Urtica dioïca est la plus utilisée en phytothérapie et la plus documentée. Si vous achetez de l'ortie en vrac ou en tisane, il s'agit dans la grande majorité des cas de feuilles d'Urtica dioïca.
Peut-on utiliser l'ortie tous les jours sur le long terme ?+

L'ortie peut être consommée régulièrement, mais avec quelques nuances selon le cas.
  • Pour un usage tonique et reminéralisant, des cures de 10 à 21 jours, répétées 3 à 4 fois par an, sont généralement recommandées.
  • Un usage quotidien et prolongé sur plusieurs mois est possible chez la plupart des personnes, mais peut provoquer, chez certaines, une légère hypotension ou une sensation de sécheresse des muqueuses (bouche, peau). Dans ce cas, il suffit de faire des pauses ou d'associer l'ortie avec de la réglisse.
  • Les personnes sous traitement médicamenteux (anticoagulants, lithium) ou atteintes d'hémochromatose ou d'insuffisance rénale doivent consulter leur médecin avant toute cure prolongée.
Peut-on prendre de l'ortie pendant la grossesse ?+

La question est débattue. L'ortie a été traditionnellement utilisée pendant la grossesse pour ses apports en fer et en minéraux. Certains ouvrages de phytothérapie la recommandent même spécifiquement pour prévenir les carences en fer chez la femme enceinte. Cependant, d'autres sources la déconseillent par excès de prudence, estimant que ses effets sur l'utérus ne sont pas suffisamment documentés à fortes doses. Le consensus actuel est de ne pas l'utiliser en automédication pendant la grossesse sans l'accord de votre médecin ou sage-femme. À faible dose dans un plat cuisiné (soupe, pesto), elle est généralement considérée sans risque.
Bibliographie+

Larousse des plantes médicinales - édition 2017 | Ma bible des secrets de phytothérapeutes - Leduc édition 2023 | Ma bible de l'herboristerie - Leduc édition 2018 | 80 recettes originales à faire vous-même avec les plantes - édition 1986 | Ma bible des plantes qui soignent - Leduc édition 2022 | Le petit Larousse des plantes qui guérissent - édition 2019 | www.wikiphyto.org | www.vidal.fr | Le grand guide de la phytothérapie au quotidien - Rustica édition 2022 | www.altheaprovence.com


Les informations contenues dans cet article ne visent pas à diagnostiquer, traiter, guérir ou prévenir une maladie quelconque. Nous nous appuyons, pour écrire cet article, sur des usages traditionnels des plantes en phytothérapie. Les allégations concernant les bienfaits des plantes et des produits à base de plantes sont basées sur l'utilisation traditionnelle des plantes en phytothérapie. On retrouve ces informations de façon régulière et de manière confirmée en milieu scientifique et dans des ouvrages spécialisés en phytothérapie ou en médecine naturelle (voir bibliographie).

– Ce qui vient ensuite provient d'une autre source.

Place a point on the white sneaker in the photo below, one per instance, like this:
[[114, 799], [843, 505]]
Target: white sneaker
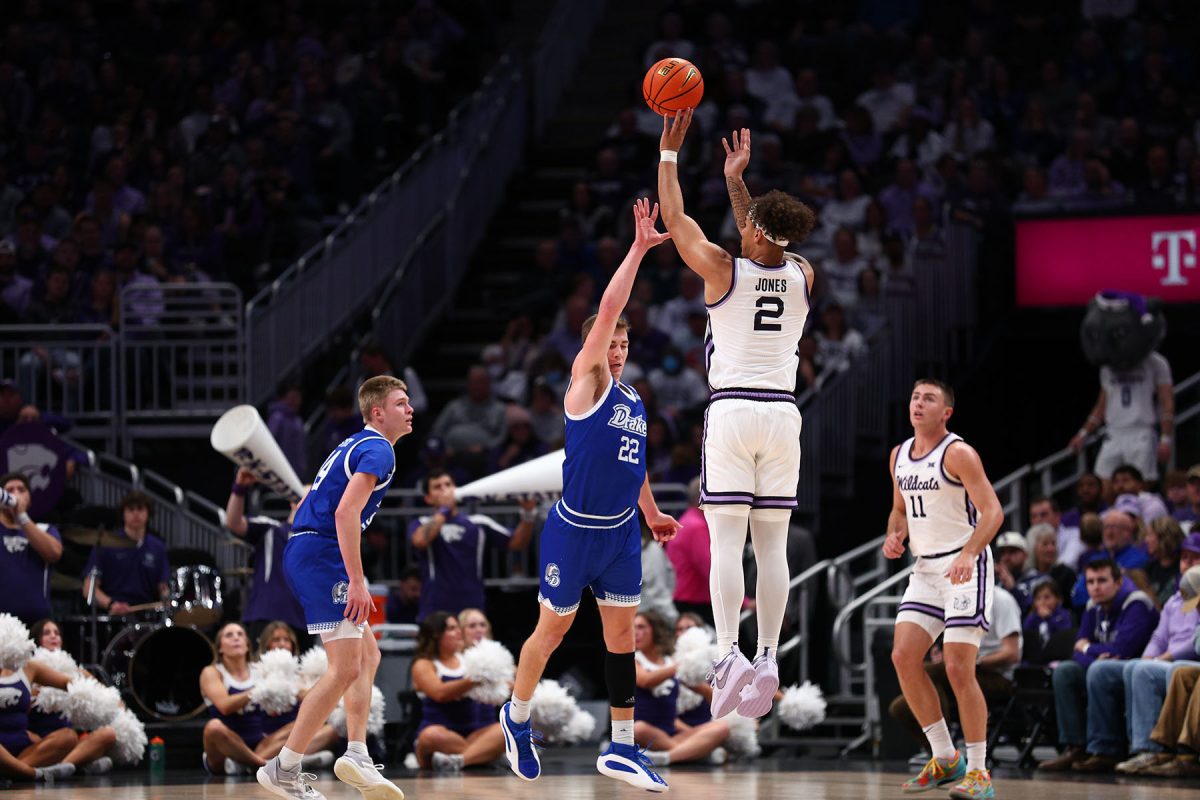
[[360, 773], [281, 783], [760, 695], [727, 678], [447, 762]]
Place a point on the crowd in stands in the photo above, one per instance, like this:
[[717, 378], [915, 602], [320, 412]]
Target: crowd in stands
[[149, 143]]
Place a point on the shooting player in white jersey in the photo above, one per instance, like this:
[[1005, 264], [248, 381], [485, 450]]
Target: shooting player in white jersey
[[757, 306], [945, 506]]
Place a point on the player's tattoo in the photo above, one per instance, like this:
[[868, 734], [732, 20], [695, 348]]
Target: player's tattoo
[[739, 198]]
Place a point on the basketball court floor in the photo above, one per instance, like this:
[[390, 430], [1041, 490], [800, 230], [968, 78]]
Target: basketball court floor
[[571, 776]]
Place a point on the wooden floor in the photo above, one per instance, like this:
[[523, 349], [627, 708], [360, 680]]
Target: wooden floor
[[769, 780]]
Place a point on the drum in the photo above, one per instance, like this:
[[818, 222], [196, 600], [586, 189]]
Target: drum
[[160, 668], [196, 595]]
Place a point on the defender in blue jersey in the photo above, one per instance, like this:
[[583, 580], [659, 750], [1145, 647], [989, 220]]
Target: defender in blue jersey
[[323, 565], [592, 536]]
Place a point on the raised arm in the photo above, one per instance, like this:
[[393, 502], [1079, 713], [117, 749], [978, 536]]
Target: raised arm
[[705, 258], [592, 364]]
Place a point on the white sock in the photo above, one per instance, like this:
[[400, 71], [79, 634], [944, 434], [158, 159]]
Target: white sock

Rédigé par Laura, conseillère en phytothérapie, en micronutrition et en rééquilibrage alimentaire et naturopathie, cet article présente des connaissances actuelles en science qui concernent le sujet abordé lors de sa mise à jour. La science évolue et progresse, ainsi, elle pourrait rendre cet article partiellement ou totalement obsolète. Aucun article de notre blog ne doit être considéré comme une alternative aux recommandations de votre professionnel de santé.